The compiler is the file pascalm.py
. To compile is simple:
python pascalm.py my_input_file.pm
This stores the results in my_input_file.pmc
You can then run the code with
python interpreter.py my_input_file.pmc
This is the simplest way to do things. The python implementation of the interpreter is very slow, so if you want to see greater performance you'll need to compile the C implementation. The compilation is simple:
gcc -std=C99 interpreter.c -o pascalvm
and running is the same:
./pascalvm my_input_file.pmc
but executes tremendously faster - from some limited profiling of a bubble sort, the difference is at least two orders of magnitude.
I have not made any attempt to compile the C interpreter in any system other than gcc on OS X.
All of these (the compiler and both interpreters) accept -d
or --debug
as a parameter. This provides a lot of extra debug information in various ways. The two interpreters provide runtime debug information to a dramatic extreme, but not the same information. The compiler provides some extra information it thinks is interesting at compile time, and also outputs the bytecode in a human-readable format to input_file.pmc_debug. This is useful if you're not sure the code is being emitted correctly.
The compiler takes some additional options:
- -o to specify a different destination
- -i or --interpret to immediately interpret the code using the python interpreter
- -t or --tokens to output the tokenized source
- -b or --bytecodes to output the bytecode before assembly is done
In testing new additions I find generally python pascalm.py source -d -i
to be the fastest way to get feedback.
This is what would be called perhaps a 3-pass compiler.
-
The scanner runs through the source and tokenizes the output. This is a simple process and mostly just makes sure there are no illegal symbols. One thing that is a bit unusual is that for name tokens, instead of storing some sort of object type with attached information, it simply stores two tokens, like
['name', 'foo']
. -
The parser is a recursive descent parser, that emits code while reading through source. It creates a list of bytecodes that requires some assembly before consumption. The grammar and first/follow lists are given, and to understand the parsing is a simple matter of matching up function names with generator names. To understand the code emission requires an understanding of the interpreter.
-
The assembler finalizes a few things. Code displacements for various jump statements are emitted by the parser as stand-in labels to be resolved by the assembler. The assembler goes through and replaces instructions like "jump to label 13" with "jump forward 171 instructions"
The interpreter is a bytecode interpreter, using a vaguely-documented bytecode. It is stack-based, and maps cleanly onto the instructions in the Pascal- language. It should be possible to understand the working from reading the better-commented python interpreter and perhaps watching it run in debug mode a few times.
Perhaps the most difficult part of the interpreter to understand is the handling of stack frames. When a procedure is called, two things happen:
- Enough empty space for the return value (if any) of the function is pushed onto the stack.
- Any actual parameters are pushed onto the stack.
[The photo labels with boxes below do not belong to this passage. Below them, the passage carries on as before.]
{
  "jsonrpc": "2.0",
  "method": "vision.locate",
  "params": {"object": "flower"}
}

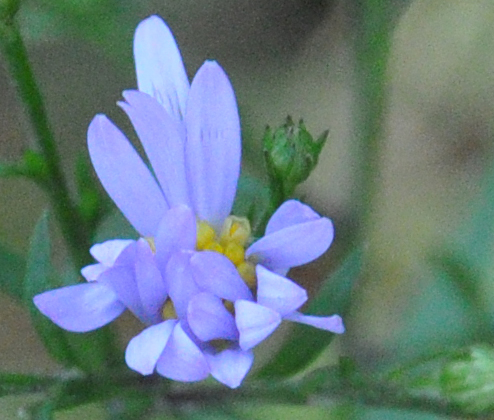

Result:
[34,16,343,388]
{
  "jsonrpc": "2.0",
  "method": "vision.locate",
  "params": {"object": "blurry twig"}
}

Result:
[0,1,91,267]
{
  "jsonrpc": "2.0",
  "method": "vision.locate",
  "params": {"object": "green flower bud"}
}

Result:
[263,116,328,199]
[441,346,494,413]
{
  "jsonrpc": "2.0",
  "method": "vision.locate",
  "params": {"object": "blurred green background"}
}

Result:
[0,0,494,420]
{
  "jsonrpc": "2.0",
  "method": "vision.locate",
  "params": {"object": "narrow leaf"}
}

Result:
[0,246,26,301]
[258,249,362,378]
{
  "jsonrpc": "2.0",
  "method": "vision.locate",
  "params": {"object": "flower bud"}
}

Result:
[441,346,494,413]
[263,116,328,200]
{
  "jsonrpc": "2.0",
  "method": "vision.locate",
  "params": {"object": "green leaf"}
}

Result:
[258,249,362,378]
[232,175,270,236]
[28,401,55,420]
[0,241,26,301]
[24,212,117,372]
[23,212,75,366]
[0,373,54,397]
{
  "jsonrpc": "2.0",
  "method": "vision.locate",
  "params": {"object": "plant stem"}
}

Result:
[0,16,91,268]
[354,0,392,240]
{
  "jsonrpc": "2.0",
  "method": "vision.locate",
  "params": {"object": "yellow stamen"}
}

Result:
[203,242,224,254]
[224,242,245,265]
[220,216,251,247]
[196,221,216,250]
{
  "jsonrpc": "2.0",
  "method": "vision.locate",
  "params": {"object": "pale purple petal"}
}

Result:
[155,206,196,273]
[256,264,307,316]
[125,320,177,375]
[88,114,168,236]
[98,265,145,324]
[33,282,125,332]
[134,16,189,119]
[156,324,210,382]
[235,300,281,350]
[89,239,135,267]
[187,293,238,341]
[81,263,108,281]
[135,239,167,323]
[185,61,241,229]
[164,252,201,318]
[190,251,252,302]
[118,90,191,207]
[206,349,254,388]
[265,200,321,235]
[245,217,334,270]
[284,312,345,334]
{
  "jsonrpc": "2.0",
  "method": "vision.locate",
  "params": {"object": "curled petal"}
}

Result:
[190,251,252,302]
[165,252,201,318]
[187,293,238,341]
[256,265,307,316]
[155,206,196,273]
[125,320,177,375]
[206,349,254,388]
[235,300,281,351]
[185,61,241,230]
[245,217,334,270]
[88,115,168,236]
[285,312,345,334]
[98,266,145,324]
[135,239,167,324]
[265,200,321,235]
[81,263,108,281]
[89,239,135,267]
[156,324,210,382]
[134,16,189,119]
[33,282,125,332]
[118,90,190,207]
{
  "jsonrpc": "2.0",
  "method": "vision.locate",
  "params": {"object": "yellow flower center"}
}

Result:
[196,216,257,289]
[159,216,257,320]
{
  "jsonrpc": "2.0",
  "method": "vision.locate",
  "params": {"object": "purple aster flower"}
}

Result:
[34,16,343,388]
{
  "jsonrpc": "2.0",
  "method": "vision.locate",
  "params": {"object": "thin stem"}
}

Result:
[0,17,91,267]
[354,0,392,239]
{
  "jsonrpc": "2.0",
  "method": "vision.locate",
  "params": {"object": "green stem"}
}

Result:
[354,0,392,239]
[0,16,91,268]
This is why parameter access instructions have negative displacements.
- A new stack frame is set up on top of the stack, pushing the top 3 values of the stack to be the "static link," "dynamic link," and "return address." The static link is the link to the previous lexical (static) scope. The dynamic link is the link to the previous runtime (dynamic) scope. The return address is the next instruction after the procedure call instruction in the program code.
Other than this, which execution model I was unable to make very clear in the code itself, the stack behaviour is very straightforward.
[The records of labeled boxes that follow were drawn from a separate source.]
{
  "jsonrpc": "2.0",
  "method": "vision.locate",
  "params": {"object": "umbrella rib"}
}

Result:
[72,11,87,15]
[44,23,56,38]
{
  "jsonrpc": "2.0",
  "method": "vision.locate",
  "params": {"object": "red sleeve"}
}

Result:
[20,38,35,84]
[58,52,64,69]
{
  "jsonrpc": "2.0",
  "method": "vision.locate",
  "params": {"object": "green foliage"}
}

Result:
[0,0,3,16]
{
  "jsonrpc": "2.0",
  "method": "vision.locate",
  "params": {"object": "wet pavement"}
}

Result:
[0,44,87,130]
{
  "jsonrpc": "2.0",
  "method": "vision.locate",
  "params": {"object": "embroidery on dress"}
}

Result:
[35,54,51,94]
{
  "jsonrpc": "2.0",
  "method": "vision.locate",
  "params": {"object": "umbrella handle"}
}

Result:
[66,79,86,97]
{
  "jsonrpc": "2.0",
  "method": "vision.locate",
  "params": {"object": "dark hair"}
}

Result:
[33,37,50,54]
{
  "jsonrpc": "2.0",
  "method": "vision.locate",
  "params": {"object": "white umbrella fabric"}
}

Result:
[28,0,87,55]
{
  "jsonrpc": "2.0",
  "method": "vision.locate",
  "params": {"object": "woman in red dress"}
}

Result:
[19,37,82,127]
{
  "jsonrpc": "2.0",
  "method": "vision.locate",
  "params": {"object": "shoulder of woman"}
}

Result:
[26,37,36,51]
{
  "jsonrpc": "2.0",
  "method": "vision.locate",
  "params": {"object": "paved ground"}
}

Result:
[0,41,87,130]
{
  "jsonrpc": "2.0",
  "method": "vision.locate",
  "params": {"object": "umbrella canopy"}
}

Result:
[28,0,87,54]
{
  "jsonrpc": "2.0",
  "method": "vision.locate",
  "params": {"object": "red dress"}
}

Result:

Send me a pull request! Lots of stuff needs work. I will endeavour to keep the neighbouring todo.md up to date. If you want to add a feature, pick one off the list and send it in.
Before you do, though, make sure all the tests run, and add some of your own for whatever it is you're implementing. Simply run python test.py in the /src/test directory. If it is silent, you're good to go (after you add your own, of course).